ICM-PRO[36] (www.molsoft.com) was used for the calculation of physicochemical descriptors and prediction of the ADMET properties and drug-likeness of isolated compounds (absorption, distribution, metabolism, excretion, and toxicity). Several scores, including “Blood–Brain Barrier Score” (if score is >4, then it indicates that the chemical can pass the BBB), “ToxScore” (if score is ≥1, then it indicates likely toxicity based on substructure match), “MolLD50” that predicts LD50 in mg/kg (a value of <0 indicates 1 mg/kg toxicity, and a value of 2 indicates 100 mg/kg toxicity), “MolCACO2” that predicts CACO-2 permeability LogP (a value > −5 indicates high permeability), “MolPAMPA” that predicts PAMPA permeability (a value > −5 indicates high permeability), “MolPAINS” for pan-assay interference compounds (a value > 0.5 indicates high probability of being a PAINS compound), and “MolHERG” that indicates interaction with hERG protein (values ≥ 0.5 indicate potential interaction), were used for the calculation of ADMET parameters and evaluation of the potency of isolated compounds.

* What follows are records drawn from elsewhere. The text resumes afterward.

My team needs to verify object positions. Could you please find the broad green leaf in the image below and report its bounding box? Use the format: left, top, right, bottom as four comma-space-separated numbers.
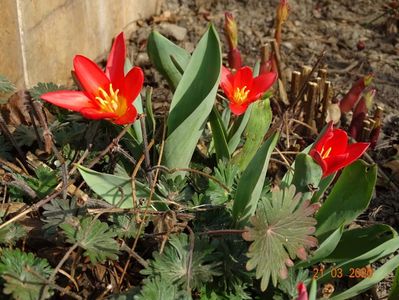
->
295, 226, 344, 268
233, 99, 272, 170
0, 74, 16, 104
308, 279, 317, 300
325, 224, 398, 262
164, 26, 222, 177
292, 153, 323, 200
78, 166, 159, 208
281, 145, 313, 187
60, 217, 119, 264
209, 107, 230, 160
233, 133, 279, 223
388, 267, 399, 300
330, 255, 399, 300
316, 160, 377, 239
205, 161, 240, 205
147, 31, 190, 90
318, 237, 399, 283
0, 249, 53, 300
242, 186, 317, 291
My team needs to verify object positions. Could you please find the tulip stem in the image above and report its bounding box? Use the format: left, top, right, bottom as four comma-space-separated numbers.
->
139, 114, 152, 186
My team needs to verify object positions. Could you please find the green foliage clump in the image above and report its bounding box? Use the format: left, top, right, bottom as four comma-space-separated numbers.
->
0, 249, 52, 300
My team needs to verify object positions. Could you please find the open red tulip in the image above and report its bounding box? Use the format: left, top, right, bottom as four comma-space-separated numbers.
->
220, 66, 277, 115
41, 32, 144, 125
309, 122, 370, 177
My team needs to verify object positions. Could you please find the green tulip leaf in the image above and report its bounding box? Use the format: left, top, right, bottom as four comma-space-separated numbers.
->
325, 224, 398, 263
233, 133, 279, 222
209, 107, 230, 160
316, 160, 377, 240
78, 166, 159, 208
318, 237, 399, 283
295, 226, 344, 268
292, 153, 323, 201
163, 25, 222, 177
233, 99, 272, 170
147, 31, 190, 90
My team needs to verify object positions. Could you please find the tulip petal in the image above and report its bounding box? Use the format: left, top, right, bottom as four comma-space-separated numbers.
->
112, 105, 137, 125
323, 153, 350, 177
248, 72, 277, 102
121, 67, 144, 102
73, 55, 110, 98
229, 101, 250, 116
40, 91, 96, 112
220, 66, 234, 99
324, 129, 348, 156
105, 32, 126, 89
233, 67, 253, 90
80, 108, 118, 120
309, 149, 328, 175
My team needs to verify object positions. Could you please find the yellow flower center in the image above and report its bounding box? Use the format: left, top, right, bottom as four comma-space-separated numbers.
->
96, 83, 127, 116
320, 146, 332, 159
234, 86, 249, 104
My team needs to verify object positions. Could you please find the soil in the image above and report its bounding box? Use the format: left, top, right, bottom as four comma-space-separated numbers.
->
129, 0, 399, 299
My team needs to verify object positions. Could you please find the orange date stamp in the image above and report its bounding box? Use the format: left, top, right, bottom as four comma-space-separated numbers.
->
312, 266, 374, 279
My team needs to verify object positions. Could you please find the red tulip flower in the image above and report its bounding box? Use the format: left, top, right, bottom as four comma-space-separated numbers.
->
296, 282, 309, 300
220, 66, 277, 116
41, 32, 144, 125
309, 122, 370, 177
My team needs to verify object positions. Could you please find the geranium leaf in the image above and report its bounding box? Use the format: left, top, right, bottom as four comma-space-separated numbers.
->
141, 234, 220, 288
60, 217, 119, 264
243, 186, 318, 291
78, 166, 159, 208
0, 249, 52, 300
206, 160, 240, 205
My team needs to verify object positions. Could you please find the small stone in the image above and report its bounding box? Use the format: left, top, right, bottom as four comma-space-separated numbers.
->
159, 23, 187, 41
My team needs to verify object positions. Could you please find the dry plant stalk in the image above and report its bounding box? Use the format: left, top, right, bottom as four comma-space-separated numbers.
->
317, 81, 334, 128
304, 82, 318, 134
290, 71, 301, 105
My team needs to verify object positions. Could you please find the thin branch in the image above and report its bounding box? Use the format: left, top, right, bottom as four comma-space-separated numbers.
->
152, 165, 230, 193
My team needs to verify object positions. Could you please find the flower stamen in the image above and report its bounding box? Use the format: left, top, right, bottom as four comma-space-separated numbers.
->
320, 146, 332, 159
96, 83, 126, 116
234, 86, 250, 104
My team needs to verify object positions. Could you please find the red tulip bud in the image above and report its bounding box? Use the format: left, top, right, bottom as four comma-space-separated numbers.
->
297, 282, 309, 300
339, 74, 373, 113
370, 125, 381, 150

The Kernel Regression Chemical Fingerprint Classification (KCC) model, which is a hybrid 2D QSAR/fingerprint machine learning model of MolScreen, was used for evaluation of potential interaction of studied compounds with one of the most key proteins associated with breast cancer, the progesterone receptor. Several scores were used to evaluate potential interaction: “molScore” (score > 3 indicates a binder) and “molpKd” (score > 6 indicates interaction at submicromolar values).